This month we talked to Sjors Timmer. If you are interested in being mentored by Sjors, or if you just want to learn more about our mentoring programme, please email Misha or Tom at mentoring@uxpa-uk.org. Who is Sjors Timmer? A designer working …

This month we talked to Sjors Timmer. If you are interested in being mentored by Sjors, or if you just want to learn more about our mentoring programme, please email Misha or Tom at mentoring@uxpa-uk.org.

Who is Sjors Timmer?
A designer working hard to make digital systems work slightly better for real people in real situations

 

 

How did you start your career in UX?
I did an MA in digital media design. In retrospect, however, it was only after 5 jobs that I discovered that what I was doing and liked to do, was called UX. The job that I applied for described exactly what I wanted to do, but instead of the title senior designer, I was suddenly called UX designer. Armed with this new term I discovered a whole world of design history that went beyond graphic design. If I had to do it all over again I wish someone had pointed out this wonderful paper from 1985: Designing for Usability: Key Principles and What Designers Think

What is a typical day for you?
At the moment, I work in an agile-styled project environment. In general I’d be working on activities related to one of the following challenges: 1. Figuring out what has happened before I got in, speaking to the product owner to understand the inner workings of the business and catching up with developers to understand the software they are working on. 2. Creating better solutions, questioning existing parts of the site, prototyping new ones and talking to my colleagues to come up with better ideas. 3. Testing our new solutions and interviewing users to get a better understanding of their needs. And then it starts all over again with coming up with better solutions for our users, whilst also taking into account the business needs and technical constraints.

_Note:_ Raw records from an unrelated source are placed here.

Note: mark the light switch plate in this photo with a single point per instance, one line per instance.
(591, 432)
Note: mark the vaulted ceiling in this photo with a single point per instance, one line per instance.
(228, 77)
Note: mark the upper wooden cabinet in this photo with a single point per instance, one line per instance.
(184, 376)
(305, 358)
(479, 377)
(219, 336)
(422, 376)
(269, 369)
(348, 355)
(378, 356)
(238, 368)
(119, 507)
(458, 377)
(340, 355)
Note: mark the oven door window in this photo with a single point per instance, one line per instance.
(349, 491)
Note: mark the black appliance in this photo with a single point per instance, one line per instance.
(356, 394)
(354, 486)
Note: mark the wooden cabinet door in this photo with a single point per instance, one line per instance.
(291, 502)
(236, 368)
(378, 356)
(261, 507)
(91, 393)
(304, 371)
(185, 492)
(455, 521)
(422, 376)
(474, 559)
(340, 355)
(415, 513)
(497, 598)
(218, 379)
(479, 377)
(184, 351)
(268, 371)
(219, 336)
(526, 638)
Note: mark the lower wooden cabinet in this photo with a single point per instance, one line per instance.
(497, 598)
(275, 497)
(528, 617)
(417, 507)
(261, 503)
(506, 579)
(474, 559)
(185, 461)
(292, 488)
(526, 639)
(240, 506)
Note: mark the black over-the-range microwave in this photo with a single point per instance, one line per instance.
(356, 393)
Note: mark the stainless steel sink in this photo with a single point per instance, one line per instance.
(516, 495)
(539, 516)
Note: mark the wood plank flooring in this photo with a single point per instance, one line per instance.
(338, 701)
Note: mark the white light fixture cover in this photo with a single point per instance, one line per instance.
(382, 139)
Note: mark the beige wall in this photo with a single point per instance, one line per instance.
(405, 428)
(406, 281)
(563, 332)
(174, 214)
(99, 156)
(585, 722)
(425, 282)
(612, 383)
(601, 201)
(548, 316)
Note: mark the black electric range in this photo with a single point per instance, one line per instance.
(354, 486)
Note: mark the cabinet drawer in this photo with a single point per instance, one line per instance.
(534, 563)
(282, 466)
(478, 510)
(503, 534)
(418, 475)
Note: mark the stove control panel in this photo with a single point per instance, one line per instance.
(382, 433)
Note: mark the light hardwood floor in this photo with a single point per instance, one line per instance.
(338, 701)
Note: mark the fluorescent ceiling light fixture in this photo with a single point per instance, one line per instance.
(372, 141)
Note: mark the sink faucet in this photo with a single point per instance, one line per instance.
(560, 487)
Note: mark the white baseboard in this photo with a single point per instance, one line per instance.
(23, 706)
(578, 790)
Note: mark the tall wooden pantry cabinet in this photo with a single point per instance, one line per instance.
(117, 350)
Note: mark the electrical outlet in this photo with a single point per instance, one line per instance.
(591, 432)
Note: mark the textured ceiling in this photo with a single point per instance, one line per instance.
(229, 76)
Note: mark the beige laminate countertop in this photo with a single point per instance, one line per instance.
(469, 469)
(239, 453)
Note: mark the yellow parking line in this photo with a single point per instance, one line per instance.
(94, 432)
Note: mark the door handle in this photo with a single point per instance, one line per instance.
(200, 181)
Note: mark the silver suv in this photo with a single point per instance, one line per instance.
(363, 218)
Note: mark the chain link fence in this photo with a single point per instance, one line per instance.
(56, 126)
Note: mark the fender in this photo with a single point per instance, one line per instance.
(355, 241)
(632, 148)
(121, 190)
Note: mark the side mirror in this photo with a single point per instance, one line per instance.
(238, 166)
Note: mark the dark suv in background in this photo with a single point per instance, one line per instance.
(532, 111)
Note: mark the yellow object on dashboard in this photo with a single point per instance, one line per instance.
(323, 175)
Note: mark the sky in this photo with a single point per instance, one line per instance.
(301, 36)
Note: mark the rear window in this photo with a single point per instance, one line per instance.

What do you recommend to someone who wants to start a career in UX?
It’s easy to get carried away with the surface: this year you need to know about machine learning and virtual reality while only last year you’d better had known about voice UI,  invisible UI and designing for watches. Underneath all this fast changing technology, however, is a slower moving layer of humans and their world. I would echo many of the points made by Aza Raskin: invest your time in reading about psychology, about how our bodies physically deal with the world and the limits they have. Read about critical thinking and try to recognise the many biases we all have (and how to avoid them a bit). Understand how organisations work and how to work with other people. And yes, also learn about graphic design and how to visualise your thoughts in ways that allows others to understand your thinking and enable them to critique it and make it better.

What is the best advice you received in your career?
The weird thing with advice is that it only seems to work when it’s given to you at the exact right moment by a person who knows you and the situation well. Otherwise it always sounds like a platitude. Having said that, I think the GDS list of 10 design principles will remain good advice for years to come.

What is the future of UX for you?
One interesting area are digital objects that move away from what Bret Victor caled Pictures Under Glass (and I think we can count VR/AR headsets in that category too) and start exploring a more tactile and tangible such as the products made by Vifa or Google Home. And, on a more abstract level, I Like Tom Loosemore’s definition of digital: “Applying the culture, practices, processes and technologies of the Internet-era to respond to people’s raised expectations”. I am hopeful that using the best digital practices can contribute to future services that are more humane and work for everyone.